Semolina is a very gritty, coarse type of flour, usually made from wheat however the term is also applied to maize. It contains the nutritious heart (endosperm) of the grain, which is left behind during milling when the finer flour is sifted. Semolina is made from durum wheat, a hard variety of wheat quite unlike the wheat used to make bread. Durum semolina is commonly used in the manufacturing of pasta because of its high gluten content, which gives the pasta its pleasant taste and ensures that it retains its shape during the cooking process.

How to Select
Semolina is milled to various degrees of coarseness. You can find finely grained semolina , medium grained and big grained semolina. Check to see whether the semolina you are buying is made from soft wheat or hard wheat (the durum variety) - the latter is what you need for gnocchi, pasta and home-made couscous.

Culinary Uses
· It can be used as an alternative to corn meal to flour the underside of fresh pizza dough to prevent it from sticking to the pan.
· In bread making, a small proportion of semolina added to the usual mix of flour produces a tasty crust.
· Semolina is traditionally associated with baked milk puddings and school dinners; however there are many more exotic ways to use it.
· When boiled, it turns into a softer pudding.
· This semolina is popular in North Western Europe and North America as a dessert, boiled with milk, and sweetened. It is often flavoured with vanilla and served with jam
· South Indian cuisine sees semolina used for kesari, a softly spiced dessert-cum-sweetmeat cooked with milk, cashews and dried fruit, as well as upma, a savoury dish somewhere between a pilaf and polenta, flavoured with spices and served for breakfast or as a snack.
· Italians use semolina ground from hard durum wheat in the manufacture of gnocchi, and pasta (when it's sprinkled on to prevent sticking).
· It is also employed to make couscous, soups and dumplings and can be substituted for some of the regular flour in cakes and biscuits to give a crisp, crunchy texture - especially scrumptious with shortbread.
· Semolina is commonly used in the manufacturing of pasta and gives the pasta its pleasant taste and texture, but can also be used quite effectively to thicken stews, as a base for soufflé, as a hot cereal or as a cooked meal on its own.
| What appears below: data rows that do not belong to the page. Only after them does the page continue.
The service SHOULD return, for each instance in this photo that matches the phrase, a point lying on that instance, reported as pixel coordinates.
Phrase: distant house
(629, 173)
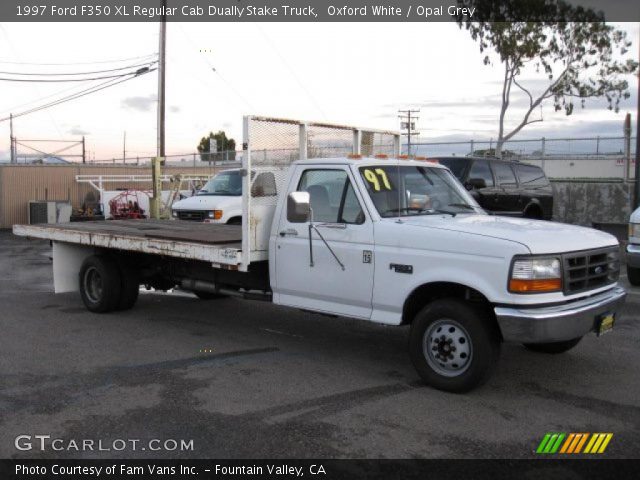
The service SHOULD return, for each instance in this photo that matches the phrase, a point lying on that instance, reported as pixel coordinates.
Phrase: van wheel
(100, 284)
(130, 288)
(633, 274)
(453, 345)
(553, 347)
(208, 295)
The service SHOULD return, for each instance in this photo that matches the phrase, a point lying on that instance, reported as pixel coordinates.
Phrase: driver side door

Cooked and dried, it is used to make couscous, which is cooked like rice.

How to Store
To ensure semolina flour is always at its best for use store in a cool, dry cupboard, preferably in an airtight container. Flour is always readily available so it should only be brought in quantities that will last a maximum of two to three months. If it is necessary to store flour for extended periods of time we recommend that the flour is kept in the freezer. It is better not to mix new flour with old if you are not using the flour regularly. Make sure bags are secure to prevent infestation by the flour moth or beetle.

Health Benefits
· This low-fat, high carbohydrate food offers a lot of energy along with a variety of other nutrients
· It is low in cholesterol and sodium and fairly high in fibre and can be safely incorporated into a well-balanced diet.
· Semolina is high in protein, very high in complex carbohydrates and fairly high in potassium, phosphorus, magnesium, calcium and fibre, with some iron, zinc, manganese and copper.
· It is very low in saturated fat, cholesterol and sodium, and contains zero trans fatty acids.
· It is high in vitamin E and contains a fair amount of the B complex vitamins (especially folic acid).
· Because semolina is made from durum wheat and not the softer wheat that goes into bread, it is digested more slowly and has a low glycemic index, which is good news for people wishing to control or reduce their weight and blood sugar, and especially for diabetics.
· The high carbohydrate content makes semolina an ideal food for active, energetic people.
· Especially significant are potassium, which supports good kidney and heart function and the smooth function of other muscles, phosphorus, required by the body to metabolize energy, magnesium for healthy muscles, bones and nerves, calcium for strong bones and zinc to boost the immune system.